PCB Design Review: HDMI To LVDS Sony Vaio LCD Devboard

Today, we revisit another board from [Exentio] – a HDMI/DVI to LVDS transmitter for the Sony Vaio P display. This board is cool to review – it has a high-speed serial interface, a parallel interface, a healthy amount of power distribution that can be tricky to route, and many connectors to look over.

I’ve decided to show this review to you all because it demonstrates a PCB improvement concept we haven’t yet touched upon, that you should absolutely know about when doing board layout. Plus, I get a chance to talk about connector choice considerations!
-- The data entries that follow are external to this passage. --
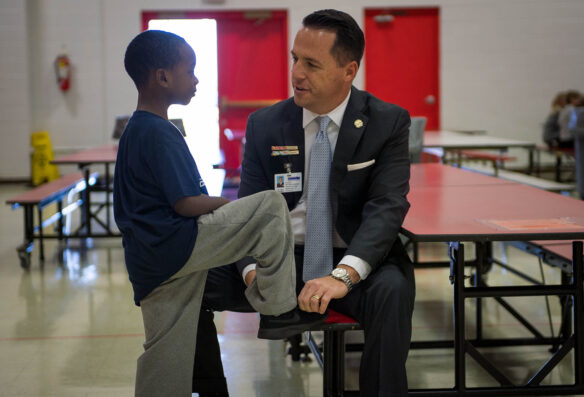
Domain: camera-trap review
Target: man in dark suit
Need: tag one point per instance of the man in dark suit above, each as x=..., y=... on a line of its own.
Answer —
x=373, y=278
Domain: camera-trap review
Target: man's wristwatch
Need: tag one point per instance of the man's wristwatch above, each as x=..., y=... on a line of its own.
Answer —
x=341, y=274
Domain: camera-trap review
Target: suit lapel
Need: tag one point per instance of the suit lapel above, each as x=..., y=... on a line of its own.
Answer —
x=291, y=134
x=352, y=129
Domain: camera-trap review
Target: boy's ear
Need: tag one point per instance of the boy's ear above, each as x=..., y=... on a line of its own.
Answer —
x=161, y=77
The board is lovely. It integrates the DPI-LVDS circuit we’ve previously reviewed, but also a HDMI to parallel RGB chip from Texas Instruments, TFP401, a chip appreciated enough that even Adafruit has adapters with it. The fun thing about this chip is that it doesn’t even handle EDID like the usual HDMI to RGB/LVDS chips you get on cheap Aliexpress boards. So, there’s no firmware to take care of – it just receives a HDMI/DVI signal, converts it into parallel RGB, then converts that to LVDS, and off to the display it goes. The downside is that you have to provide your own EDID with an EEPROM, but that isn’t that tricky.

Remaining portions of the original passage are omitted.